« Les seules réalités qui comptent pour notre avenir sont d’ordre économique », déclarait au cours d’un débat un ministre, qui est aussi, paraît-il, le meilleur économiste de France. « Je suis bien d’accord avec vous », lui répliquait l’adversaire politique qui lui était opposé, « mais vous êtes un piètre gestionnaire et nous sommes plus forts que vous en économie ». Dialogue révélateur.
Comme Nietzsche, sachons débusquer les faux savants sous le vernis des « spécialistes », osons déboulonner les idoles. Car la fausse science, la métaphysique aussi, de notre époque, et la première de ses idoles, c’est bien l’économie.

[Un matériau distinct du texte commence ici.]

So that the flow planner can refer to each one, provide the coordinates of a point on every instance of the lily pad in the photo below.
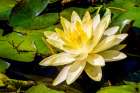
(41, 88)
(29, 14)
(118, 89)
(3, 65)
(5, 8)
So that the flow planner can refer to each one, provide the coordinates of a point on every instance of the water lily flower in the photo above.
(86, 44)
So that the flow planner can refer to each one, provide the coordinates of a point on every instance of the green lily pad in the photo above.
(8, 51)
(29, 14)
(118, 89)
(5, 8)
(3, 65)
(41, 88)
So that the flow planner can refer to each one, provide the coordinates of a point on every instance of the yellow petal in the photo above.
(101, 28)
(65, 24)
(96, 60)
(87, 24)
(94, 72)
(96, 21)
(118, 47)
(54, 39)
(75, 17)
(86, 17)
(58, 59)
(111, 31)
(75, 71)
(61, 76)
(109, 42)
(113, 55)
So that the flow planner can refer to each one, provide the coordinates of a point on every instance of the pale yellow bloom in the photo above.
(86, 44)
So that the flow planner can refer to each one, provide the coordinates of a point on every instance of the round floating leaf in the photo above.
(3, 65)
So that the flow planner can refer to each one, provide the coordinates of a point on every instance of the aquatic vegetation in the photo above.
(86, 45)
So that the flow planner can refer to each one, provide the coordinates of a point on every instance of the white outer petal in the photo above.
(109, 42)
(94, 72)
(113, 55)
(58, 59)
(111, 31)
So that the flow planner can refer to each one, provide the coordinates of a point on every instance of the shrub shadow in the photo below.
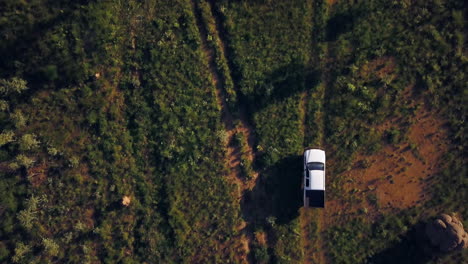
(280, 85)
(413, 248)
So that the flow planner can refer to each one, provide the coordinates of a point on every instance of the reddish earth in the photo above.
(396, 175)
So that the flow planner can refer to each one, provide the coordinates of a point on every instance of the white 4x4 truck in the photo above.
(314, 178)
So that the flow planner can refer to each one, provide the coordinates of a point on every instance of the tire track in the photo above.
(312, 220)
(234, 123)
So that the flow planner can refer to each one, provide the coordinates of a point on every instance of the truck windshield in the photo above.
(315, 166)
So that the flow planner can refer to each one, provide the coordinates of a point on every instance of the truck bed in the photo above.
(314, 198)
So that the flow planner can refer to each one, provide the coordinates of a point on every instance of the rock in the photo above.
(126, 201)
(446, 232)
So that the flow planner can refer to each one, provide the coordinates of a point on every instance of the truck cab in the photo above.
(314, 178)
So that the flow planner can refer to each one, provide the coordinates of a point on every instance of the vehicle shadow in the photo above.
(277, 194)
(413, 248)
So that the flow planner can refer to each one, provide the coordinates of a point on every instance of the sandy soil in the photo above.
(396, 176)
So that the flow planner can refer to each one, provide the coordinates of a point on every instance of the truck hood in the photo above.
(317, 180)
(314, 155)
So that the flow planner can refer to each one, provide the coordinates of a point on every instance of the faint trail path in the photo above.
(233, 153)
(312, 219)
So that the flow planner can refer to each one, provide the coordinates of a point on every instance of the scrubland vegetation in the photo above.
(105, 99)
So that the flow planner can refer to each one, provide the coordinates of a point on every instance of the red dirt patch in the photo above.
(394, 178)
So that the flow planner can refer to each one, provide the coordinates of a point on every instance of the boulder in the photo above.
(446, 232)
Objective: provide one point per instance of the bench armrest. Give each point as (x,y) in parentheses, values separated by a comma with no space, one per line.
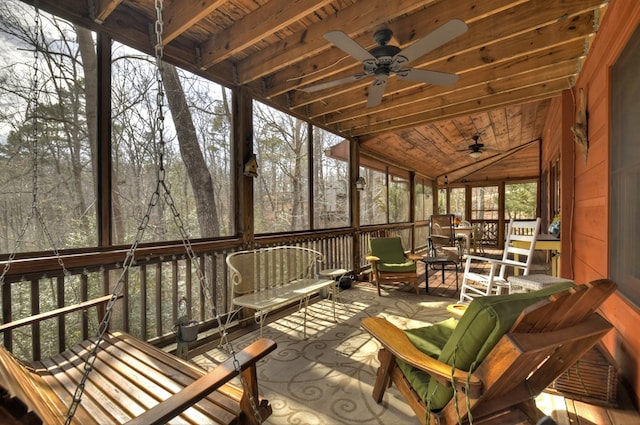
(96,302)
(414,257)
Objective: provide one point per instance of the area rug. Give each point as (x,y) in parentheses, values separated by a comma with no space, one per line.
(328,377)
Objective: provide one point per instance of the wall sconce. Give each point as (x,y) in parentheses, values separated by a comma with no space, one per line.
(251,167)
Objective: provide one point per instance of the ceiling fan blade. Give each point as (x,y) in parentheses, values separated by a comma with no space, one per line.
(377,90)
(329,84)
(425,76)
(435,39)
(348,45)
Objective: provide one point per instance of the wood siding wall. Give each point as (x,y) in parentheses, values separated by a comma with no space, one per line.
(587,236)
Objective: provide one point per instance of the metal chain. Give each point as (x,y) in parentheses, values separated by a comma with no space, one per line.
(32,106)
(129,259)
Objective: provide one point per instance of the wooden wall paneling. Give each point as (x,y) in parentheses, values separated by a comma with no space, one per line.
(621,19)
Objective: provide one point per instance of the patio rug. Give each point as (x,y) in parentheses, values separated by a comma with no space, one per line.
(328,378)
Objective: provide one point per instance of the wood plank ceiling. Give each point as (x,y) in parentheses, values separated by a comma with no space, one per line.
(514,57)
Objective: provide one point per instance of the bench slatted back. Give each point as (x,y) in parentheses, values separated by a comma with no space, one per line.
(256,270)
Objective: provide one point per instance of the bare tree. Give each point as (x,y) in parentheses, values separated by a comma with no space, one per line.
(192,156)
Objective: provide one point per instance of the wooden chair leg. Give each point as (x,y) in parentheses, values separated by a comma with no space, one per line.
(382,377)
(250,376)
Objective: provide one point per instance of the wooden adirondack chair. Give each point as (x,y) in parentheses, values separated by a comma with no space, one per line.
(552,331)
(390,264)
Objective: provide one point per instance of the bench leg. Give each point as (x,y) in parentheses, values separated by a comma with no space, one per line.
(261,318)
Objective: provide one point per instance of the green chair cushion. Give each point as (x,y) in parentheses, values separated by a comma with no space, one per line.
(479,329)
(388,250)
(407,266)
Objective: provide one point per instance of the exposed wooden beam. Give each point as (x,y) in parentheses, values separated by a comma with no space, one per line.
(457,174)
(423,102)
(104,8)
(525,17)
(179,16)
(525,94)
(272,17)
(474,66)
(310,42)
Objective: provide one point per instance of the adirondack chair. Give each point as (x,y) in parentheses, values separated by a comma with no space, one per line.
(490,365)
(131,382)
(390,264)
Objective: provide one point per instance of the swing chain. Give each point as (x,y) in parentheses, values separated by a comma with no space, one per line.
(224,340)
(130,256)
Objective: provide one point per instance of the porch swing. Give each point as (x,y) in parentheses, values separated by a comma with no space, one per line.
(115,378)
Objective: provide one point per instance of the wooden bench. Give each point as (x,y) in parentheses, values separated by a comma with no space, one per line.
(133,382)
(270,278)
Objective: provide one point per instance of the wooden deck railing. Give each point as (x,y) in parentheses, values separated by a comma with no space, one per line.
(151,289)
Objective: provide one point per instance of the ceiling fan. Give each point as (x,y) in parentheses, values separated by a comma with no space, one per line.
(475,149)
(385,59)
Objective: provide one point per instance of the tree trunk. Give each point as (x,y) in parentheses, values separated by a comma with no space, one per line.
(192,156)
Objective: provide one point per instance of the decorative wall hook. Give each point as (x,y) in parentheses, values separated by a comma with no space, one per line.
(579,129)
(251,167)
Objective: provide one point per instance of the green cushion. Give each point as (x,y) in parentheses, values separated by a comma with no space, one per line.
(485,321)
(388,250)
(407,266)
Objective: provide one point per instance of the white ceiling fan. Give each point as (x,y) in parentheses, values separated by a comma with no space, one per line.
(385,59)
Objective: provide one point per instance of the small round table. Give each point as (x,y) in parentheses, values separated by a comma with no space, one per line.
(443,261)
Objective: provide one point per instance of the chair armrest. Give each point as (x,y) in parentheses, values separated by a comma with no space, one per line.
(496,261)
(205,385)
(397,343)
(414,257)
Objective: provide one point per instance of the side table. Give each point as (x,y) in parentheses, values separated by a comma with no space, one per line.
(335,274)
(443,261)
(533,282)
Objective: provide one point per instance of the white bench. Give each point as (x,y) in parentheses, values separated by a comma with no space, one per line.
(270,278)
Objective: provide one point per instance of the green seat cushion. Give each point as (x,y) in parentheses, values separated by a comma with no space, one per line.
(485,321)
(388,250)
(406,266)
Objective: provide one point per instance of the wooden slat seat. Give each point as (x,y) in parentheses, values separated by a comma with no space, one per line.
(134,382)
(546,339)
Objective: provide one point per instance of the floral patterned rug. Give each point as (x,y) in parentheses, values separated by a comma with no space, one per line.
(328,377)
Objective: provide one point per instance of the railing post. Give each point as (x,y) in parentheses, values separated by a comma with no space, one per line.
(6,314)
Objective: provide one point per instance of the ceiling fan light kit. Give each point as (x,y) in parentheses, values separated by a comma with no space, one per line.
(385,59)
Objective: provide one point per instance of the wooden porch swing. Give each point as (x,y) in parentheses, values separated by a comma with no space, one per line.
(115,378)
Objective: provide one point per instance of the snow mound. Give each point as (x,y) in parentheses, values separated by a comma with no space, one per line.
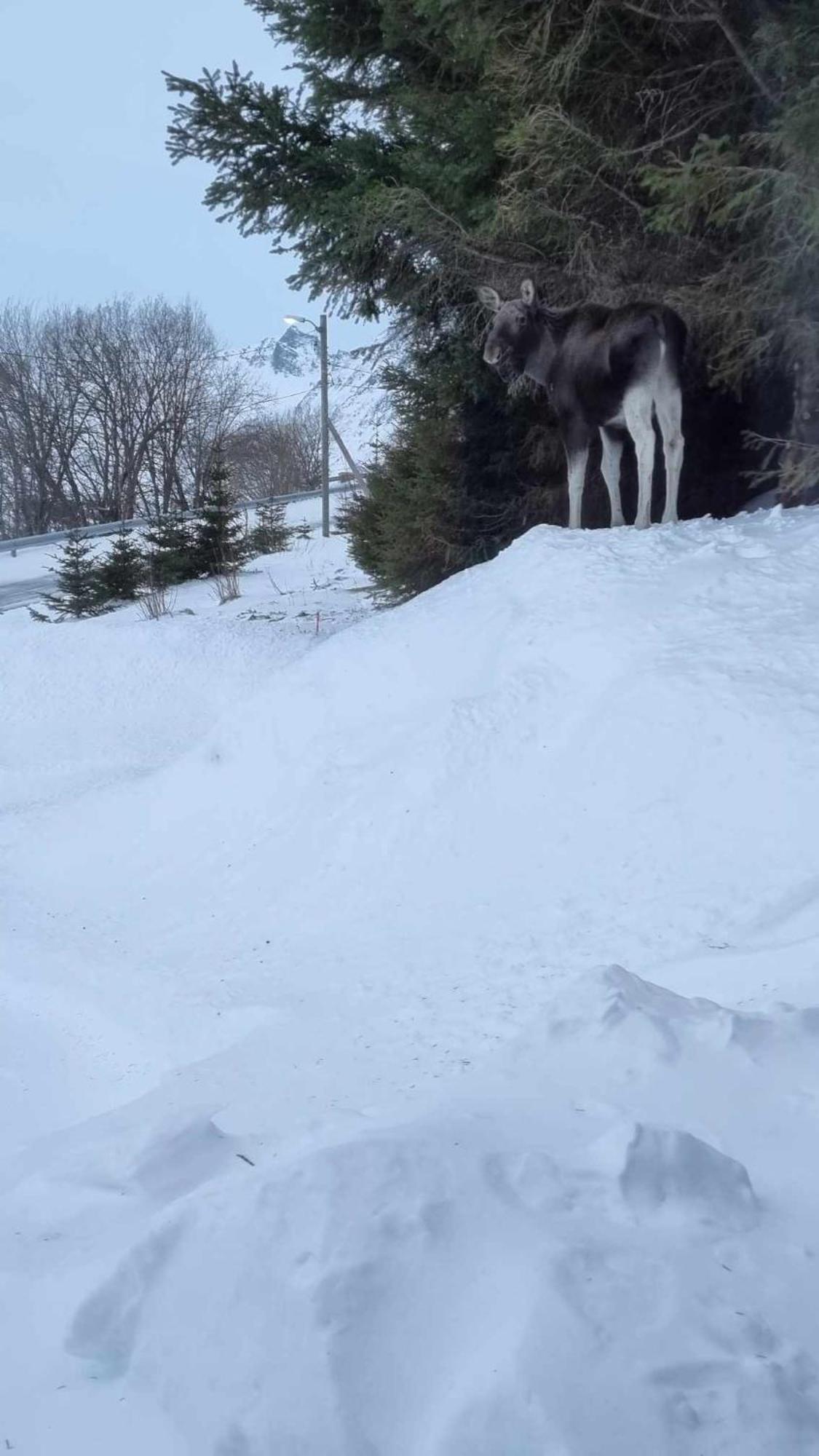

« Nous vivons dans des sociétés, note Louis Pauwels, pour lesquelles l’économie est tout le destin. Nous bornons nos intérêts à l’histoire immédiate, et nous bornons celle-ci aux faits économiques ». Notre civilisation, en effet, qui n’est plus une « culture », est fondée sur une conception du monde exclusivement économique. Les idéologies libérales, socialistes, ou marxistes, se rejoignent dans leur interprétation « économiste » de l’homme et de la société. Elles postulent toutes que l’idéal humain est l’abondance économique individuelle ; bien qu’elles divergent sur les moyens de parvenir à cet état, elles admettent unanimement qu’un peuple n’est qu’une « société », elles réduisent son destin à la poursuite exclusive de son bien-être économique, elles n’expliquent son histoire et n’élaborent sa politique que par l’économie.